E só, na confusão do caos e do nada
Enfiado em trapos sujos de dias
és alimento de parasitas…
sem alimento próprio.
Até quando?…
Enquanto sobreviveres?
Aguardas um toque de saída de casa!

Raquel Alves (2003)

50 pessoas...RAÚL GONÇALVES


Frequentava então o 7º ano de escolaridade do Liceu Rainha Santa Isabel. Uma turma supostamente mista que só tinha 3 rapazes . E a constituição desta turma era "sui generis". Não sei como em tempos revolucionários surgiam ideias tão cretinas. A minha turma era composta por alunos cujo nome iniciava por R. Então era sobretudo uma turma florida de tanta Rosa! Mas por lá andava uma Raquel, um Raul… Tinha 12 anos quando o conheci. Da mera camaradagem diária passou a algo mais especial. A constantes momentos a dois. Posso considerar que este foi o meu primeiro amor, no que isso tem de encantador, apaixonado e  puro. Pela primeira vez o meu coração adolescente brotou para um sentimento amoroso com uma intensidade avassaladora. O Raul era um adolescente querido,  muito terno e cavalheiro. O sentimento era recíproco mas a idade não permitiu o namoro e ficou o amor platónico! Foi no entanto algo muito marcante na minha vida. Um amor inspirador de poemas e diários. 
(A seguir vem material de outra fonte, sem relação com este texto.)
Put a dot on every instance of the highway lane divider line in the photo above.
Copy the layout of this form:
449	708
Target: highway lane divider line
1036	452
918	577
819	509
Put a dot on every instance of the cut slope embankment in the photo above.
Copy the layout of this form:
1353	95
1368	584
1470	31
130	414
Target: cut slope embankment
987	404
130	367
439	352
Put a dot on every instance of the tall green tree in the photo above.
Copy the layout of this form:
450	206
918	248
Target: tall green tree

sábado, 6 de abril de 2013

50 pessoas...STEPHEN STOER


Ter tido o privilégio de o conhecer foi para mim inolvidável. Mencionar o seu inquestionável valor como professor e o impulso dado ao trabalho científico na área das Ciências da Educação, seria uma injusta distração. Não considerar as suas opiniões, seus saberes e estudos em matérias como a Multiculturalidade e teorias de exclusão social, seria insensatez. Mas, guardarei na memória, para além deste vasto conhecimento, a serenidade do seu olhar, a humildade (de quem é sábio), os laços que criava com os outros…também comigo. Fui sua aluna, senti realmente que, por trás do seu sorriso, havia um afeto natural e uma postura de abertura ao outro - aluno. Penso que se aproximava da visão de Rubem Alves em que“…os docentes, antes de serem especialistas em ferramentas do saber, deveriam ser especialistas em amor, intérpretes de sonhos.” Sorte que tive em conhecê-lo!
Sem duvida que como homem era também exemplar, tanto como companheiro, como pai…Grande homem este!
Ficou-me na memória para sempre… As pessoas boas morrem cedo!